Maizy langsung memasang senyum lebar yang sangat cerah hingga matanya menyipit manis. Dia melangkah mendekati Frederick dengan riang—sedikit melompat kecil meskipun lututnya masih agak perih—membuat gaun sutra biru dongkernya yang mewah mengembang dan berdesir heboh di lantai kamar.
"Frederick~!" seru Maizy dengan nada suara yang sengaja dibuat imut, manja, dan mendayu-dayu.
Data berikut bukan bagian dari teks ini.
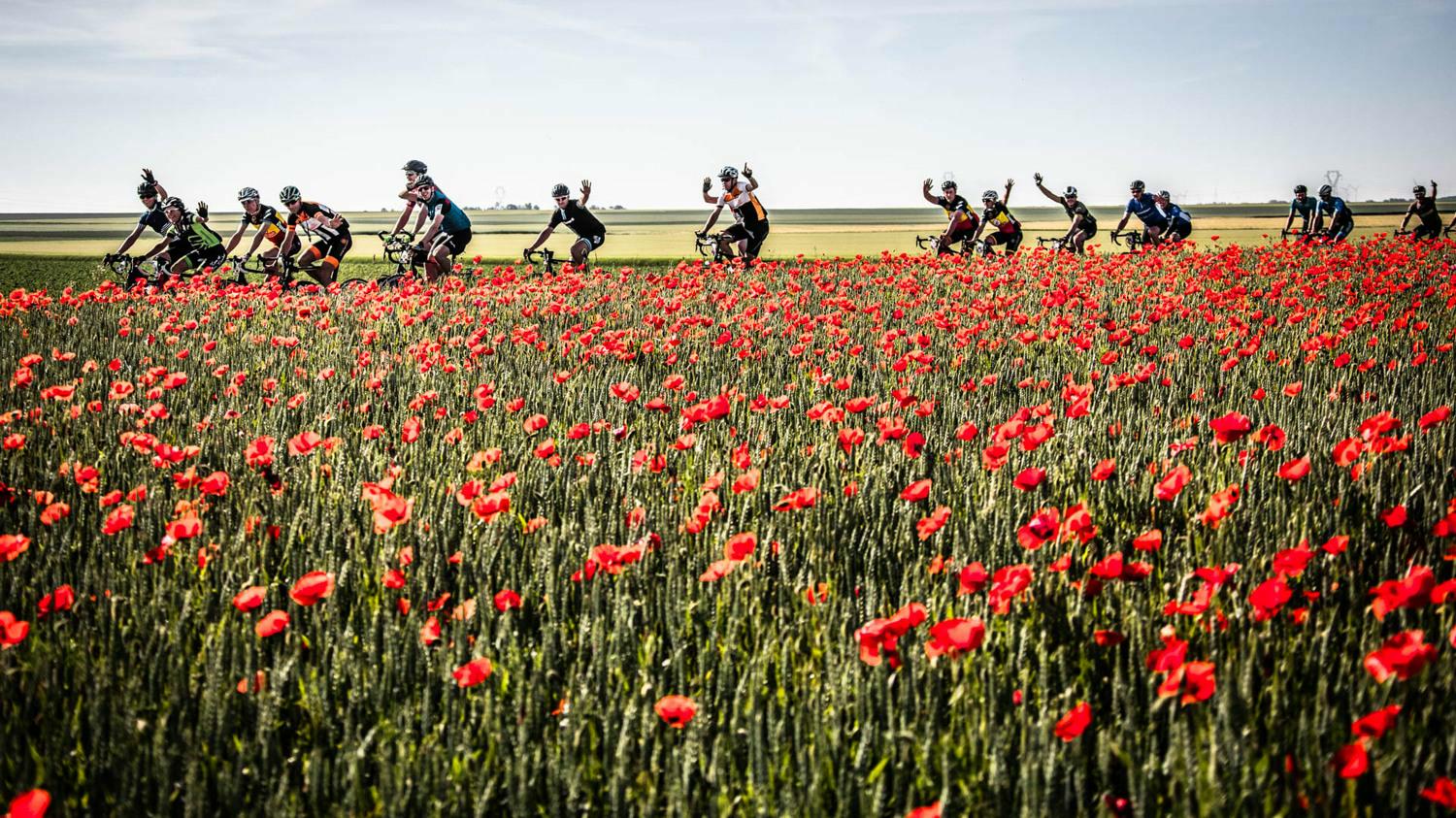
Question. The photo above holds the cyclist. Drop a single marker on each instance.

Tanpa ragu, Maizy langsung menyuruk maju dan meraih lengan kekar Frederick, menggelayutkan kedua tangannya di sana sambil mendongak menatap pria tegap itu di balik kacamata cadangannya. Dia bahkan mengerucutkan bibirnya sedikit dengan ekspresi merajuk yang menggemaskan.
"Maafkan aku ya soal yang di ruang sidang tadi! Aku itu cuma... emm, habis mimpi buruk yang seraaaam sekali sampai kepalaku pusing dan mengigau aneh! Kamu tidak marah kan padaku? Iya kan? Jangan dingin begitu dong wajahnya, aku jadi takut tahu!" oceh Maizy panjang lebar sambil sedikit mengguncang-guncang lengan zirah Frederick dengan banyak tingkah.
Mendapat serangan mendadak berupa pelukan lengan, suara manja, dan tingkah ceria yang luar biasa aktif dari Maizy, tubuh tegap Frederick seketika membeku total layaknya patung batu.
Deg.
Jantung sang Komandan Kavaleri Hitam itu berdegup sangat kencang, namun wajah tampannya justru mengekspresikan rasa syok dan kebingungan yang luar biasa. Manik mata abu-abunya membelalak lebar, menatap lurus ke arah Maizy yang sedang menggelayut manja di lengannya dengan pandangan yang benar-benar kaget dan tidak percaya.
Bagi Frederick, perubahan ini terlalu ekstrem. Sebab, sosok Nona Muda Maizy yang dia kenal dan dia puja selama bertahun-tahun adalah seorang putri bangsawan yang luar biasa kalem, anggun, bermartabat, dan bersuara lembut tipikal nona suci yang jarang menampakkan emosi meledak-ledak, apalagi bertingkah aktif dan menggelayut manja pada pria seperti ini di dalam kamar.
"M-Maizy...?"
Suara bariton Frederick yang biasanya terdengar mutlak dan berwibawa di medan perang, kini mendadak bergetar gugup dan patah-patah. Dia bahkan tidak berani menggerakkan lengannya karena takut menyenggol tubuh Maizy. Poni wolfcut-nya sedikit bergoyang saat dia menundukkan wajahnya yang mendadak memerah samar di bagian telinga, benar-benar mati kutu menghadapi sifat "baru" Maizy.
"Kau... kau yakin kepalamu tidak terbentur batu sangat keras di hutan?" bisik Frederick ragu namun teramat lembut, menatap lekat-lekat wajah ceria Maizy dengan campur aduk antara rasa senang karena tidak lagi ditolak, namun juga ngeri kalau-kalau racun hutan terlarang itu sudah merusak saraf kesopanan sang putri seutuhnya.